Nonprofit agencies laid off case managers, interpreters and other staffers. The IRC shut down its San Jose resettlement operations completely after the number of new refugee arrivals there dropped from 94 in 2016 to just over a dozen in 2019, said Terlouw. Across Northern California, the organization, which also has offices in Oakland, Sacramento, Turlock and Modesto, assisted just 40 refugee families so far this year, down from 900 refugees in 2016.
Terlouw said trying to raise funds and rebuild resettlement operations, sometimes from scratch as in San Jose, is a huge challenge in itself. But the lack of certainty as to how many more refugees the federal government plans to admit and from what countries makes taking those steps even more difficult.
“We have to hire staff, we have to train them,” said Terlouw. “If we’re going to receive refugees, we also need to have housing options planned in advance, we need to talk to school districts.”
And in order to hire interpreters, Terlouw added, she needs to know whether she’ll need staff who speak the languages of Eritrea or other countries, such as in the former Soviet Union.
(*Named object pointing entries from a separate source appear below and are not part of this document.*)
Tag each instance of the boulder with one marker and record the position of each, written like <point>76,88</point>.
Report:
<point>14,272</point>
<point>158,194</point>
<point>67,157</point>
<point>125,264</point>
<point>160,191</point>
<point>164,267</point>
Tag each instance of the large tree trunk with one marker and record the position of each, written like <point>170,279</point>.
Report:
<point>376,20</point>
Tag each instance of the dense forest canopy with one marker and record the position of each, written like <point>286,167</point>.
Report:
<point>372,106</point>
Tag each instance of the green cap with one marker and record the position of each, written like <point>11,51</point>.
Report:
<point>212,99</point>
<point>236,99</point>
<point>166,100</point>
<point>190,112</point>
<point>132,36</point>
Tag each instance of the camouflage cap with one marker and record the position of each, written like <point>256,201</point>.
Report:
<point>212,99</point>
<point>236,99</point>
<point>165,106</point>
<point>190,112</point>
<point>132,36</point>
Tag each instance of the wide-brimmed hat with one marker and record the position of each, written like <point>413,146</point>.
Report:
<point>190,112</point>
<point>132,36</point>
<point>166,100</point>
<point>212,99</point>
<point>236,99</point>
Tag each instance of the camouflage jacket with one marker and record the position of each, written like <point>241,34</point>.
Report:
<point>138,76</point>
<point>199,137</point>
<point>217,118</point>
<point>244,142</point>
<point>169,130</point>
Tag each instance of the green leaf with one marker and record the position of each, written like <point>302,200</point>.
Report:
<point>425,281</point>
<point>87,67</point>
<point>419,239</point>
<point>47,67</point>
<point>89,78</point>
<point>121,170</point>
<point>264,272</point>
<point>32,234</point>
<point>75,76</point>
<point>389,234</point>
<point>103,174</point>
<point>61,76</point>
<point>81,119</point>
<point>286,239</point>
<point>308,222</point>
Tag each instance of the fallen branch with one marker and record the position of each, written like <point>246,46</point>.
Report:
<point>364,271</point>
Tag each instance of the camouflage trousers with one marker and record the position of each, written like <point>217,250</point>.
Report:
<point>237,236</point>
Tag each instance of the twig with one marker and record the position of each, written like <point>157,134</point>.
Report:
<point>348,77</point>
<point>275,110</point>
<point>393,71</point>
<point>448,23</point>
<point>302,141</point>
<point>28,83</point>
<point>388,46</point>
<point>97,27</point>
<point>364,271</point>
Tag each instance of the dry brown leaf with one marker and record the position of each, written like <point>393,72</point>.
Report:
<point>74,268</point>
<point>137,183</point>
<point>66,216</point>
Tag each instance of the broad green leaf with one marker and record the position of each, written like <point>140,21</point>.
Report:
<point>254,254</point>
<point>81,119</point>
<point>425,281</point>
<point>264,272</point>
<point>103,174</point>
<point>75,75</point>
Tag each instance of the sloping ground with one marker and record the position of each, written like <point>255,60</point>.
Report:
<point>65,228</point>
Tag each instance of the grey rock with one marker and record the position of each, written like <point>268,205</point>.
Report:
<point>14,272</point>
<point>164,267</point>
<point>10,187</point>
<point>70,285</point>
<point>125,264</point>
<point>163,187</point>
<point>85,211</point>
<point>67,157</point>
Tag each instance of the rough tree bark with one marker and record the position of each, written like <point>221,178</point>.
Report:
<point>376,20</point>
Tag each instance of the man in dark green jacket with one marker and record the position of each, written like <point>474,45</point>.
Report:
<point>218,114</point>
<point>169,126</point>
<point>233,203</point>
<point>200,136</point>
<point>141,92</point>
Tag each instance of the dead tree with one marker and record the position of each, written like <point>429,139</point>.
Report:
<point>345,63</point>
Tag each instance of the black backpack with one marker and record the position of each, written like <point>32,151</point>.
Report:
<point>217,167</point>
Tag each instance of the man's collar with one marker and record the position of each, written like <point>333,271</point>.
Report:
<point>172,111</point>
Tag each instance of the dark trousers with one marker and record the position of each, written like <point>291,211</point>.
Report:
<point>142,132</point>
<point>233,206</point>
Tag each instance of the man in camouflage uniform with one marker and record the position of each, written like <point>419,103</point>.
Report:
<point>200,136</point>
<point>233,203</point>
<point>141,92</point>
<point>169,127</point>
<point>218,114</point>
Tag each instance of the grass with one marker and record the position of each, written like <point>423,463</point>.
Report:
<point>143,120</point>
Meanwhile, about 30,000 refugees abroad have been cleared by the U.S. government to come to this country, but they remain stranded until Biden lifts the ceiling on admissions, according to IRC.
Biden’s postponement forced the State Department to cancel flights it had booked for more than 700 refugees, the New York Times reported.
Refugees must go through an exhaustive vetting process that can take years before they are approved for entry to the U.S. Many await that determination in difficult and often dangerous conditions, said Fouzia Azizi, who leads the resettlement program at Jewish Family and Community Services East Bay, and is a former refugee herself.
“I lived that life. I have been in their shoes and I know how hard it is,” said Azizi, who fled sectarian violence in her native Afghanistan when she was 17 years old, and applied for refugee status from Pakistan. “I know how frustrating and terrifying it is to not be able to sleep because you are just worried about your family. You’re worried about ‘Am I going to make it?’ ”
Azizi had big hopes for Biden, who promised in his campaign to admit up to 125,000 refugees next year, and she is frustrated that the administration has moved slower than expected.
“It’s extremely disappointing,” said Azizi, now 46. “He is talking about the moral responsibility of Americans for refugee programs, but unfortunately has failed to back his words with action.
Her organization has resettled only one refugee from Australia since December and has had to let go most of its case managers for resettlement services, she said.
In his April 16 directive to the Secretary of State, Biden said Trump’s admission limit of 15,000 refugees remained “justified,” which dismayed refugee advocates and some members of Congress. The cap is the lowest since former President Jimmy Carter signed the 1980 Refugee Act, which then-Sen. Biden had co-sponsored.